A cup half filled with coffee tilts, tilts further and further, and the milk foam reaches the rim of the cup.

"Stop," shouts Alexei Efros, computer science professor at the University of California at Berkeley and one of the world's leading minds in machine vision.

This afternoon he is the director of the improvised scene in the garden of the New University in Heidelberg.

"Well, what happens next?" The cup remains at the ominous angle.

A machine must be able to answer this question, Efros explains to the group of doctoral candidates and students standing around.

For people it is clear: If you tip the cup further, the coffee lands on the grass.

Coffee is a liquid, liquids flow, and without support everything falls down.

That's common sense.

Such insights are still difficult for computers.

It is the major flaw in the machine learning success story.

Learning algorithms defeated the world's top Go player in 2016, they are used for speech recognition and translation, recently "Alpha Fold" predicted 200 million protein structures based on the amino acid sequence.

Machine learning and artificial intelligence (AI), the generic term for the research area, are the unofficial topics of this year's Heidelberg Laureate Forum.

Initiated by the Klaus Tschira Foundation, the event is the counterpart to the Nobel Laureate Conference in Lindau for the subjects of mathematics and computer science.

For a week, Fields Medalists, Abel and Turing Prize winners give lectures to doctoral students from all over the world - and discuss, among other things, solutions to the common sense problem.

Efficient pattern recognition

"Be careful about saying that deep learning can't do something," says Yann LeCun in a forum panel discussion on the future of machine learning.

That mostly turned out to be a mistake.

The top AI researcher at Meta is considered one of the "godfathers" of the deep learning revolution. He was already doing research in the 1980s, when many still thought it was a mistake - he has now received the Turing Prize, the highest Computer Science Award.

The central element of the software is an artificial neural network inspired by the human brain.

These neural networks can be efficiently trained with large amounts of data to recognize patterns in similar data.

This usually only works well when the neural network is networked in many layers, i.e. it is “deep”.

At the end of the panel discussion, Joseph Sifakis, also a Turing Prize winner, will be in the front row.

He's less optimistic.

Just recently, the image recognition of a car confused the moon with a traffic light.

Sifakis is researching autonomous driving – of course, such mix-ups are dangerous.

There is a fundamental problem, he says.

LeCun on the podium sees it differently, the discussion heats up and the moderator asks to be continued during the coffee break.

What is the difference between a cup and a pot?

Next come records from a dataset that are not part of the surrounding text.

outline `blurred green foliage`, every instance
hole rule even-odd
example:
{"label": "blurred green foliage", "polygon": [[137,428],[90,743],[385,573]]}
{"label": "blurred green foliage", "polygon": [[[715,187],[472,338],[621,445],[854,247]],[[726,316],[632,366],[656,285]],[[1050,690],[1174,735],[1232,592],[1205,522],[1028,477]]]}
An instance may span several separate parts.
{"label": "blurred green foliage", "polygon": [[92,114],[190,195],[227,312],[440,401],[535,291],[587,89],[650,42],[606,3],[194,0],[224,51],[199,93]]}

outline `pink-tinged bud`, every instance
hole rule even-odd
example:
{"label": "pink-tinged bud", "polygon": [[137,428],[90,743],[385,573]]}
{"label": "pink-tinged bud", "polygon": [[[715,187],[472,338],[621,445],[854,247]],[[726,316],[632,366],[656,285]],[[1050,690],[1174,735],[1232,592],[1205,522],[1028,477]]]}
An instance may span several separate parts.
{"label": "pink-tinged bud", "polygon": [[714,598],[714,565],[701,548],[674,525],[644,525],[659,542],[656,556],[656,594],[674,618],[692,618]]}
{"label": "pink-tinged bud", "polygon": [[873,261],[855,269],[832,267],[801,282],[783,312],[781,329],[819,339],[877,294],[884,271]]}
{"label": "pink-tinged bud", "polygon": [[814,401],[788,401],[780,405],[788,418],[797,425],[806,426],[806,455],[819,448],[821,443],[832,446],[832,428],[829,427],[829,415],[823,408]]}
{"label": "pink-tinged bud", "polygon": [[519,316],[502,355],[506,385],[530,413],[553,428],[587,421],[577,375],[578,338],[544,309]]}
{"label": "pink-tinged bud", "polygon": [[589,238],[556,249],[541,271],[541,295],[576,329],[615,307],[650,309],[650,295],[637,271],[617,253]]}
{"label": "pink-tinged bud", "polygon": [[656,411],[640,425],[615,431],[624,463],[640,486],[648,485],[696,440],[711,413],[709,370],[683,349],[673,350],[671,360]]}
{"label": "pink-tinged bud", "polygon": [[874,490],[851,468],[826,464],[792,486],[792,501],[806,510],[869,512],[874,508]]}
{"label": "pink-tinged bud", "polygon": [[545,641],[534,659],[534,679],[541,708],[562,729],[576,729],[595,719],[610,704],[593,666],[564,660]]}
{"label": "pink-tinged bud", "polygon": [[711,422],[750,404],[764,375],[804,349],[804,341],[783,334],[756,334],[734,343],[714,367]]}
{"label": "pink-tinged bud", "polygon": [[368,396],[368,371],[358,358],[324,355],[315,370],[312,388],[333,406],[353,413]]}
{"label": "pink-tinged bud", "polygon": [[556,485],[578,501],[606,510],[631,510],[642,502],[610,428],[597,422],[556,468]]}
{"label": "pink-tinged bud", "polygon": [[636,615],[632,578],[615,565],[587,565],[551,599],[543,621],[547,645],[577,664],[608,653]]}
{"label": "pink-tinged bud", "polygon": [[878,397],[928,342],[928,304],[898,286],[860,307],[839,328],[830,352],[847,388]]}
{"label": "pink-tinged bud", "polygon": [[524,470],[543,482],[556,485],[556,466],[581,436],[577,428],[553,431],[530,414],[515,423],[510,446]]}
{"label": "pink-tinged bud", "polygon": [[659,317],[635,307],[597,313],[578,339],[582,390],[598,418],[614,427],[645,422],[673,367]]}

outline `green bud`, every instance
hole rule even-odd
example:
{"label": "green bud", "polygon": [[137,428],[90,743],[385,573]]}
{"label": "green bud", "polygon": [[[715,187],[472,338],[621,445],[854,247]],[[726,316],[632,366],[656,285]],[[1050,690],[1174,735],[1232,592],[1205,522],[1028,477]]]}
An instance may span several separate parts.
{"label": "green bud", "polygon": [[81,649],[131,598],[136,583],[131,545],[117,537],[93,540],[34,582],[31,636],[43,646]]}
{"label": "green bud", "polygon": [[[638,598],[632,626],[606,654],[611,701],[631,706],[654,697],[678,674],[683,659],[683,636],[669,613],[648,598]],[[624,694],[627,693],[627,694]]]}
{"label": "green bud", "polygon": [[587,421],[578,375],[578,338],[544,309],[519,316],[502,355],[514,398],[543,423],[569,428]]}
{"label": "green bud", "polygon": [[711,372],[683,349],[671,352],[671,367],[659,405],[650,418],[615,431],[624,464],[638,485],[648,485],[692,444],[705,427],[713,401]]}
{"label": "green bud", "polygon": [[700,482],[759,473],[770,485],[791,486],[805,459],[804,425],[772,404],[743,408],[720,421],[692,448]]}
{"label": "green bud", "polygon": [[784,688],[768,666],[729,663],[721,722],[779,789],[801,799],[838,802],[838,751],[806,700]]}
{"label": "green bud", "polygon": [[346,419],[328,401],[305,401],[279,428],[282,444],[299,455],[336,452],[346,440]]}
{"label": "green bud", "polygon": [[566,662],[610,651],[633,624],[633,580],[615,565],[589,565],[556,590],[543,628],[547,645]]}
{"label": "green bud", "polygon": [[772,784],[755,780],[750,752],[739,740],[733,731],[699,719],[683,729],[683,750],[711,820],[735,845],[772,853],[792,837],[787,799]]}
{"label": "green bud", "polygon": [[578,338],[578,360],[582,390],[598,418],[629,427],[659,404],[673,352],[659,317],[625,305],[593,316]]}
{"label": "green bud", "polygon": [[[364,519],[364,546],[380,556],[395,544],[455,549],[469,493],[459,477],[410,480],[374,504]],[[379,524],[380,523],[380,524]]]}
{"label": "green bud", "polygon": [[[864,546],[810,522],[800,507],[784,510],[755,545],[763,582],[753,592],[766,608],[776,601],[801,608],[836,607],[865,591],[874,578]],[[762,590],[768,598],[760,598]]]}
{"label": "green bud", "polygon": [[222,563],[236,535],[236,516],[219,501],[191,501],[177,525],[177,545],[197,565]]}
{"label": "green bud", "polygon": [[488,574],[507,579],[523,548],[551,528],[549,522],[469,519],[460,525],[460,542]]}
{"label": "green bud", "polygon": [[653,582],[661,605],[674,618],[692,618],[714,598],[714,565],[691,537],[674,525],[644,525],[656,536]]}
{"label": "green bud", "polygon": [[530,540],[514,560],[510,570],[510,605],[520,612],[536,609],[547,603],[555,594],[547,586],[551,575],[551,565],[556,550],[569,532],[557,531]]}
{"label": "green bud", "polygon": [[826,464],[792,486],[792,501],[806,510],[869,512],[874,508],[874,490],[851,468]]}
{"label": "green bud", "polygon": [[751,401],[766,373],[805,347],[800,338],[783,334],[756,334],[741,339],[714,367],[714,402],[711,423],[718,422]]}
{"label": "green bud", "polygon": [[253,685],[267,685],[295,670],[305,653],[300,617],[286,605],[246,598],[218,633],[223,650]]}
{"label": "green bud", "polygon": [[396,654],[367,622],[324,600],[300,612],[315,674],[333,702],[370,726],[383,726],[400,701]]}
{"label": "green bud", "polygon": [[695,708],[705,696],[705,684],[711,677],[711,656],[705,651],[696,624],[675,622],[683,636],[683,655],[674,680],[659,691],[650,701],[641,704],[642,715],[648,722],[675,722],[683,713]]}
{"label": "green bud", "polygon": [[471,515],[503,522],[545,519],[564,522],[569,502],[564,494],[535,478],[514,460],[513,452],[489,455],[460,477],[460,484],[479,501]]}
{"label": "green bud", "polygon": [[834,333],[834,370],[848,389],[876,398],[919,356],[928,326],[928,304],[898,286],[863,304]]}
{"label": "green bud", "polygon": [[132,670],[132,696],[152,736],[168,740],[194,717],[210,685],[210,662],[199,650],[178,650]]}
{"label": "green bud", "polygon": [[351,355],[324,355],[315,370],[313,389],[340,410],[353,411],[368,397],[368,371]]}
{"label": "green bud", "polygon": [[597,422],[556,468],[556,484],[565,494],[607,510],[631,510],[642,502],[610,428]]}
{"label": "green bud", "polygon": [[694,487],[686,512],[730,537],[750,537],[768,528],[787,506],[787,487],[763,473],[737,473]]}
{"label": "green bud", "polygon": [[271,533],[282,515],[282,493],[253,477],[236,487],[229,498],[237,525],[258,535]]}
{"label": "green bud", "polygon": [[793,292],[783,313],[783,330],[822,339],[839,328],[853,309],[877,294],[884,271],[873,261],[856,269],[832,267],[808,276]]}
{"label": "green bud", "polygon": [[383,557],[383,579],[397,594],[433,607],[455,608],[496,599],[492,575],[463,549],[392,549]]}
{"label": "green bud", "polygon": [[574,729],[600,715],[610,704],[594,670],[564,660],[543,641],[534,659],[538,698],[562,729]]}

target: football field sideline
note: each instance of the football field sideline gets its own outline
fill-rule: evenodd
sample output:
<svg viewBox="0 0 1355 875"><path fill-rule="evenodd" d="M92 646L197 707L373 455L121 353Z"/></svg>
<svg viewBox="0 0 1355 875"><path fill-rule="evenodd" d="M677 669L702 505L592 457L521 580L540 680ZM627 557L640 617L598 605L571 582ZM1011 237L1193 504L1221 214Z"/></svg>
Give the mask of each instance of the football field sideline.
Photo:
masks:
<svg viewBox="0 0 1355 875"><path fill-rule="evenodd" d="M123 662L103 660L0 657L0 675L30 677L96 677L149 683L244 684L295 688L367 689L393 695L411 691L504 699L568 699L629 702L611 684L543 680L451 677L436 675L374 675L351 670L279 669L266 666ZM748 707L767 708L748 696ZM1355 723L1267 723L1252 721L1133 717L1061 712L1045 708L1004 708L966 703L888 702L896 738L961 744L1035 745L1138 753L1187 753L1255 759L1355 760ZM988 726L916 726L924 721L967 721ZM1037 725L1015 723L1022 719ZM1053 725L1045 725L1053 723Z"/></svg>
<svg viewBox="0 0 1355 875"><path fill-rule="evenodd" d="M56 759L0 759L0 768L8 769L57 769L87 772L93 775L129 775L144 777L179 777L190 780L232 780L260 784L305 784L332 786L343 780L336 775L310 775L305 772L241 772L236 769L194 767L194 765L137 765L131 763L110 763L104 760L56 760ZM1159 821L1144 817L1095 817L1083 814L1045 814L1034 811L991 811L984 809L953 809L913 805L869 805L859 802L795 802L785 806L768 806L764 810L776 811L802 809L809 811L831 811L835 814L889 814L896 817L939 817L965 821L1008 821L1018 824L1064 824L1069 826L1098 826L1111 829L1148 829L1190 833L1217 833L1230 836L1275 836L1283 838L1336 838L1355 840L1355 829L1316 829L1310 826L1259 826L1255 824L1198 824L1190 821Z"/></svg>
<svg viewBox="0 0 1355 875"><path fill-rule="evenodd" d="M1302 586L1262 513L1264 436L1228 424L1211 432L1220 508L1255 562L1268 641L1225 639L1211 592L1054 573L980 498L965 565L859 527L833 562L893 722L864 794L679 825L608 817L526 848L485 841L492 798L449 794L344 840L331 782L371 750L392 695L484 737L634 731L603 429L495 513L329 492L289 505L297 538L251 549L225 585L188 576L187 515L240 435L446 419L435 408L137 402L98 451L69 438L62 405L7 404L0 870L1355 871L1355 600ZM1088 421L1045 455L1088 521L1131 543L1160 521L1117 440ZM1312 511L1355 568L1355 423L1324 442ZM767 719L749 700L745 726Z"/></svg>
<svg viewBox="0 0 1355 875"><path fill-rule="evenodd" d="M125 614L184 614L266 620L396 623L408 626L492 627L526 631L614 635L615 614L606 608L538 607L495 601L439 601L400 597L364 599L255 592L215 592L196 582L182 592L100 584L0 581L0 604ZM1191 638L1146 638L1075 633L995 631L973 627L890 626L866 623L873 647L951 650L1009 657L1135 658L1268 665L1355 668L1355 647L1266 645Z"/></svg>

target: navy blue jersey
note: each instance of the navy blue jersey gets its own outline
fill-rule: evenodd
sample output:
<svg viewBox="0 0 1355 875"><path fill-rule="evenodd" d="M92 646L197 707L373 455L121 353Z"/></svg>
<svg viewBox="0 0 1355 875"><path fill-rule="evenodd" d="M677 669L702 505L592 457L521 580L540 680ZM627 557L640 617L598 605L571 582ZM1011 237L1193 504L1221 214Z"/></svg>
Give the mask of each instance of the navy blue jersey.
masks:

A classic approach for AI was to provide knowledge in the form of statements: "Coffee is a liquid", for example.

The advantage is that a programmer can understand why the machine makes a certain decision and that one can give explicit instructions.

However, you quickly get into trouble this way: How many criteria do you have to specify in order to distinguish a cup from a pot?

With neural networks, on the other hand, no criteria are specified at all, only the input (an image) and the output options (traffic light or no traffic light).

Hundreds of thousands of pictures of traffic are shown, and if the program finds a traffic light correctly, it says: more of it.

But what it does with it internally is not transparent.

Explainability and man-made criteria are sacrificed for the ability to learn from vast amounts of concrete data.

Sifakis sees the problem in this.

As long as one cannot combine symbolic knowledge - a traffic light is not hanging in the sky - with concrete knowledge - the similarity to images of traffic lights in the training data - one should not trust these machines to participate in driving.

He is not alone with this criticism: The AI ​​researcher Gary Marcus, for example, advocates combining symbolically expressed rules with deep learning.

Yann LeCun does not believe in this idea, the symbolic does not fit into the mathematical model of deep learning.

The question is to what extent real understanding can be implemented in a neural network at all.

He has the answer himself: "We know that it works," and points to his head.

"We do it here."

Learning by video

The tipping coffee cup provides an example of how this could work.

A machine learning algorithm could be trained with a video of this process: just before the coffee overflows, the video stops and the machine has to predict what will happen next.

The next frame in the video then tells the machine whether it is correct.

Alexei Efros, like LeCun, sees these training experiments as an opportunity to let machines learn physical processes from scratch.

In contrast to "supervised training", in which a person gives the correct solution beforehand and labels the pictures - moon, traffic light, cup, pot - this would then be "self-supervised training".

Ultimately, this is a continuation of the deep learning approach: let the machine figure out how to find the solution itself.

Efros thinks that's right: "I was always against the point of view: Algorithms are everything, data is nothing," he says.

Such a preference only comes from the fact that algorithms are man-made.

"The opposite is true: data is everything."